Laissons les dépens à la charge du trésor public. Ainsi jugé le 24 juin 2026 à 16 h 45 LE GREFFIER LE MAGISTRAT DELEGUE Notification de la présente ordonnance a été faite ce jour à [D] [V], à son avocat et au préfet Le Greffier, Cette ordonnance est susceptible d'un pourvoi en cassation dans les deux mois suivant la présente notification et dans les conditions fixées par les articles 973 et suivants du code de procédure civile. Communication de la présente ordonnance a été faite ce même jour au procureur général. Le Greffier

Questions fréquentes

Quelles sont les conditions pour une deuxième prolongation de la rétention administrative ?
La deuxième prolongation est possible si le processus d'identification est en cours et qu'il n'est pas démontré une impossibilité d'obtenir une réponse consulaire dans le délai de trente jours. Dans cette affaire, le consulat tunisien a indiqué que l'identification était toujours en cours, ce qui a justifié la prolongation.
L'absence de perspectives d'éloignement peut-elle empêcher la prolongation ?
Non, tant que le processus d'identification est en cours et qu'une réponse consulaire peut intervenir à tout moment, l'absence de perspectives immédiates d'éloignement ne fait pas obstacle à la prolongation. La cour a rappelé que les États ont l'obligation d'accepter le retour de leurs ressortissants.
Quels sont les recours possibles contre une ordonnance de prolongation de rétention ?
L'ordonnance peut faire l'objet d'un pourvoi en cassation dans les deux mois suivant sa notification, dans les conditions des articles 973 et suivants du code de procédure civile.

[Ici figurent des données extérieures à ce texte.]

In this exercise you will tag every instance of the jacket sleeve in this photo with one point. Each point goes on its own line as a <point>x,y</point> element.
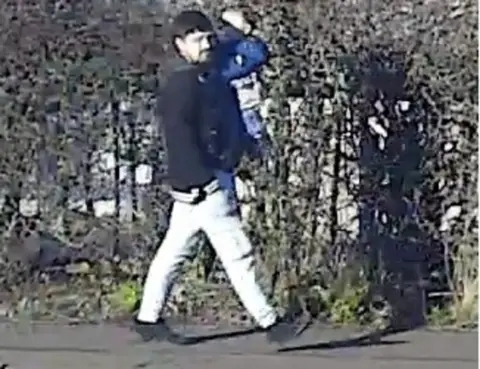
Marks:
<point>240,55</point>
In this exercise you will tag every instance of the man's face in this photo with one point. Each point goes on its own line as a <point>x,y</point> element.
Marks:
<point>196,46</point>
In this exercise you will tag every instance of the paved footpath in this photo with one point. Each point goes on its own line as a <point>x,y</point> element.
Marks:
<point>114,347</point>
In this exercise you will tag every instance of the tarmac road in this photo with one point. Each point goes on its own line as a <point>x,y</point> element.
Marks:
<point>49,346</point>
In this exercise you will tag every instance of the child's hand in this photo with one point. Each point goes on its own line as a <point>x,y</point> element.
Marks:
<point>237,20</point>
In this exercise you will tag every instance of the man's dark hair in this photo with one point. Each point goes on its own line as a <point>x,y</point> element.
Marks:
<point>189,21</point>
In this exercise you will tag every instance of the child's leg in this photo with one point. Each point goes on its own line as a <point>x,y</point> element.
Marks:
<point>256,129</point>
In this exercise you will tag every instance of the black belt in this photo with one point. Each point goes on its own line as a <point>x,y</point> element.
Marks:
<point>196,194</point>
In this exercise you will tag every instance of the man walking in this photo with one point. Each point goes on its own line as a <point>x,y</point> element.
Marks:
<point>197,109</point>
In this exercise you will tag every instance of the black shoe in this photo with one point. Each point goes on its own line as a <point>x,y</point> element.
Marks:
<point>158,331</point>
<point>282,331</point>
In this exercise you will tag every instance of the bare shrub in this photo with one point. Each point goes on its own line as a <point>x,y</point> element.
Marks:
<point>367,208</point>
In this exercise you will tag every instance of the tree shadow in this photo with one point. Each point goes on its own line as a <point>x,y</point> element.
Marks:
<point>391,159</point>
<point>365,340</point>
<point>186,340</point>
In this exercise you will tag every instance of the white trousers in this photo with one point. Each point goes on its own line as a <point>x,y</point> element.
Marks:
<point>217,218</point>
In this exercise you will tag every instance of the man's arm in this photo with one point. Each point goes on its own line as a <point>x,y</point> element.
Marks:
<point>239,55</point>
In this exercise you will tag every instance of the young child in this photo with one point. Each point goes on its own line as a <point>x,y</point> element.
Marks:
<point>240,56</point>
<point>249,86</point>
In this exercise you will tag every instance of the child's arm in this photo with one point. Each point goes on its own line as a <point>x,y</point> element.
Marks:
<point>240,55</point>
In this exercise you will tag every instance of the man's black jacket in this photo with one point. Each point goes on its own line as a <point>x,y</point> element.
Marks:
<point>202,126</point>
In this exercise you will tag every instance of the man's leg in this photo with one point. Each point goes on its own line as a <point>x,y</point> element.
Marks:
<point>175,248</point>
<point>224,229</point>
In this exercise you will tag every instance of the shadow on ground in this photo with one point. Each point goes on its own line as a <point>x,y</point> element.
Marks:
<point>365,340</point>
<point>370,339</point>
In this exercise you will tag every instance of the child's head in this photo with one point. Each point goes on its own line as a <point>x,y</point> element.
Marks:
<point>193,36</point>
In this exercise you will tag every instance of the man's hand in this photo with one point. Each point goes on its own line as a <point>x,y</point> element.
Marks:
<point>237,20</point>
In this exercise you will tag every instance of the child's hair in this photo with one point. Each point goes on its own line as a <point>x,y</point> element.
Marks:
<point>187,22</point>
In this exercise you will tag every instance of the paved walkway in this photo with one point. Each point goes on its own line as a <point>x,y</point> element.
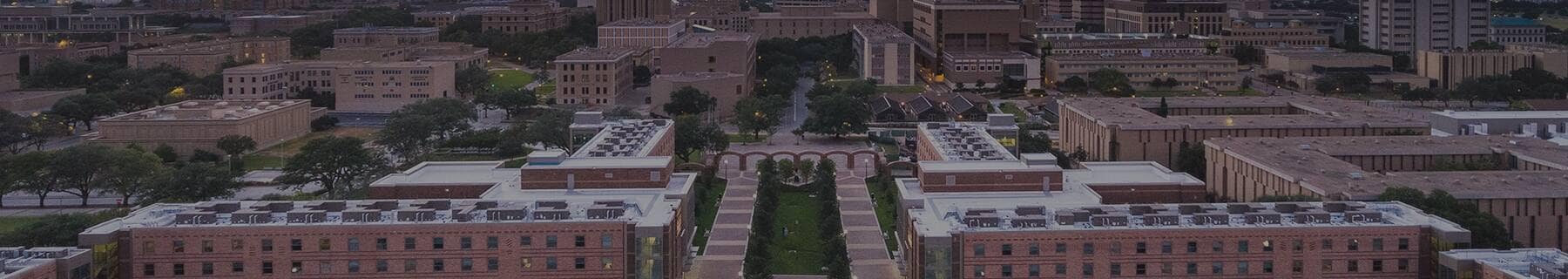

Qu'est-ce qu'une réponse consulaire et pourquoi est-elle importante ?
La réponse consulaire est l'accord du consulat du pays d'origine pour identifier et rapatrier le ressortissant. Elle est essentielle pour permettre l'éloignement effectif de l'étranger. Dans cette affaire, le consulat tunisien a confirmé que l'identification était en cours.
Puis-je être libéré si l'éloignement est impossible ?
Non automatiquement. La rétention peut être prolongée tant que le processus d'identification est en cours et qu'il n'est pas démontré une impossibilité d'obtenir une réponse consulaire dans le délai. La libération n'intervient que si les conditions légales de prolongation ne sont pas remplies.
Quelle est la durée maximale de la rétention administrative ?
La durée maximale de rétention est de 90 jours, renouvelable par périodes. Dans cette affaire, il s'agissait d'une deuxième prolongation de 30 jours, après une première prolongation de 26 jours.